In opening statements, lawyers for Sarah Palin and The Times each presented arguments on whether the editorial board had published a statement knowing it was false.
A retrial of the yearslong defamation case brought by Sarah Palin against The New York Times got underway before a Manhattan jury on Tuesday.
Ms. Palin, the former Alaska governor and onetime Republican vice-presidential nominee, sued The Times in 2017 over an editorial that erroneously linked her campaign’s language to a mass shooting, which she claimed defamed her.
A federal judge and a jury both ruled against her in a 2022 trial of the case, but Ms. Palin successfully appealed and a new trial was ordered. The same judge, Jed S. Rakoff, is hearing the case again. The arguments are largely the same, but the media landscape in the United States is very different. There have been several high-profile defamation cases that have resulted in multimillion-dollar payouts. And President Trump has continued his multipronged attack on the news media.
In opening statements on Tuesday, lawyers for each side presented arguments over whether The Times had knowingly published a false statement about Ms. Palin. To clear the legal hurdle for defamation, a public figure must prove that the defendant acted with actual malice, or published something despite knowing it was false or with reckless disregard for the truth.

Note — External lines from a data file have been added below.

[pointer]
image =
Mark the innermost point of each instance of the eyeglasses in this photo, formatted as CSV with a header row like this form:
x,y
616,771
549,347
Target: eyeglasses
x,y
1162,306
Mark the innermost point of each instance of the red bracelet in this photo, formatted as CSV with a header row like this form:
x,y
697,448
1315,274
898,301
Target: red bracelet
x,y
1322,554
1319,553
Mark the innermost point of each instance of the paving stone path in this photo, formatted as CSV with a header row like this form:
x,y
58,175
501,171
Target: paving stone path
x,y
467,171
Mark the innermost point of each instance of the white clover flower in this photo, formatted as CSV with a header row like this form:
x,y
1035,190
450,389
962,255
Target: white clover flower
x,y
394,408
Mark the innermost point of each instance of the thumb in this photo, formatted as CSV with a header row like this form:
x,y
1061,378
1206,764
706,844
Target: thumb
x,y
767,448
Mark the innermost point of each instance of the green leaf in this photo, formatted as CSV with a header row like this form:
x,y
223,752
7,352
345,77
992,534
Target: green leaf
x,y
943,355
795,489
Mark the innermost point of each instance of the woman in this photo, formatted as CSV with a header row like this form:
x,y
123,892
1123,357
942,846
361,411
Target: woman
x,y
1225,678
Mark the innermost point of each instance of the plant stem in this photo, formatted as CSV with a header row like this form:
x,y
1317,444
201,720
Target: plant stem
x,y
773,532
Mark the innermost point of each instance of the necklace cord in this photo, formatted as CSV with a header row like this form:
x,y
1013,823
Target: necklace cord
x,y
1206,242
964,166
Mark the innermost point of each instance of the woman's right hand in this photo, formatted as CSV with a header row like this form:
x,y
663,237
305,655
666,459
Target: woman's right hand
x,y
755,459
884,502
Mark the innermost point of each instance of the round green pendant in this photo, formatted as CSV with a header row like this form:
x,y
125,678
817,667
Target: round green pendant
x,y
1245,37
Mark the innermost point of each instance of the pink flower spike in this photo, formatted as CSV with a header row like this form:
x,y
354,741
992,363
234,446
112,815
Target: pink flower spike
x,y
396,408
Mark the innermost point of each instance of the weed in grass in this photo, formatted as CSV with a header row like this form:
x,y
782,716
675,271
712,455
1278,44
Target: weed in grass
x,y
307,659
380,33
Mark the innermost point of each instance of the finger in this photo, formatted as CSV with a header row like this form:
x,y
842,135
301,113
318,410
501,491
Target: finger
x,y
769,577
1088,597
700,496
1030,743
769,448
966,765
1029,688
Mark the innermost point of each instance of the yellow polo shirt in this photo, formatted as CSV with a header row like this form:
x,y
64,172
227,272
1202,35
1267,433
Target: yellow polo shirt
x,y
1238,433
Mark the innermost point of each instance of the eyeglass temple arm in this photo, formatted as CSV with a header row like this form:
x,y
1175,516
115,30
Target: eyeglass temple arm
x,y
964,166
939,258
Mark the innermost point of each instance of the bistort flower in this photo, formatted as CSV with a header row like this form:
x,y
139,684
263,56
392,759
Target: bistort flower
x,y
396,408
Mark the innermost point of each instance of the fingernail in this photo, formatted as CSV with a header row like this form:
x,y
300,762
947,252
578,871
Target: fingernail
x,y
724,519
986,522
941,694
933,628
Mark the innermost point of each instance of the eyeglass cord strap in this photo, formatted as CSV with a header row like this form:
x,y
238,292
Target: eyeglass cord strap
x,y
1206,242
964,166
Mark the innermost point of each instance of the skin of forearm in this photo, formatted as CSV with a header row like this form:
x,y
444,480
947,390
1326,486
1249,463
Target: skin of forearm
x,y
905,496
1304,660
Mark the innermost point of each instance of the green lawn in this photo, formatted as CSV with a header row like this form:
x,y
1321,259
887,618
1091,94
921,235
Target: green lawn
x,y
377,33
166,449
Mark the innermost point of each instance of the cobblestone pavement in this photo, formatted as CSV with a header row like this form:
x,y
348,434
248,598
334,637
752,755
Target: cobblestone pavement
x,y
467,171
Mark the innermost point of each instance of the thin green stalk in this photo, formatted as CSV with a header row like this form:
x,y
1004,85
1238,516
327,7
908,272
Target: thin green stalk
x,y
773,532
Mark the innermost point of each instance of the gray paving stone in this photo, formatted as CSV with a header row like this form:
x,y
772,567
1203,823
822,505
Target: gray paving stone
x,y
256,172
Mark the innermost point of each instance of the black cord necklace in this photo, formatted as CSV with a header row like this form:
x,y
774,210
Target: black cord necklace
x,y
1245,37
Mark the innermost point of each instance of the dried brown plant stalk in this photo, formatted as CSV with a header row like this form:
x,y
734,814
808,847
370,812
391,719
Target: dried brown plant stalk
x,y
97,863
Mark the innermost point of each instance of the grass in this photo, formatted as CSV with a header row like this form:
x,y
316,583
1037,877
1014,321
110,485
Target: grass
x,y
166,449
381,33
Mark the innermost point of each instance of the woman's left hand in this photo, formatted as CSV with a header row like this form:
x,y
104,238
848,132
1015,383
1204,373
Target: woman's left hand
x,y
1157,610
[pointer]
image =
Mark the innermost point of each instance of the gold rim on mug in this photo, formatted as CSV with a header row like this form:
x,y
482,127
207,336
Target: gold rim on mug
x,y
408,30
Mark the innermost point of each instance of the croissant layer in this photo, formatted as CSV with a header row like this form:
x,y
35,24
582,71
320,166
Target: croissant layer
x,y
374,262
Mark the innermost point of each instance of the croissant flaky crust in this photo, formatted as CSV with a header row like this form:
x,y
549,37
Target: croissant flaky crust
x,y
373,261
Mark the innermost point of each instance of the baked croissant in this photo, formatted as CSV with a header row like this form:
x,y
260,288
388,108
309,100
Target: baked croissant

This case centers on a 2017 editorial published by The Times’s editorial board, which is separate from the newsroom, and headlined “America’s Lethal Politics.” It condemned violent political rhetoric in the wake of a gunman’s opening fire on a congressional baseball practice.
The editorial made reference to a 2011 mass shooting that seriously wounded Representative Gabby Giffords and killed six people. Before the shooting, Ms. Palin’s political action committee had put out an ad with stylized cross hairs over some Democratic-controlled congressional districts. The editorial incorrectly made a link between the map and the shooting.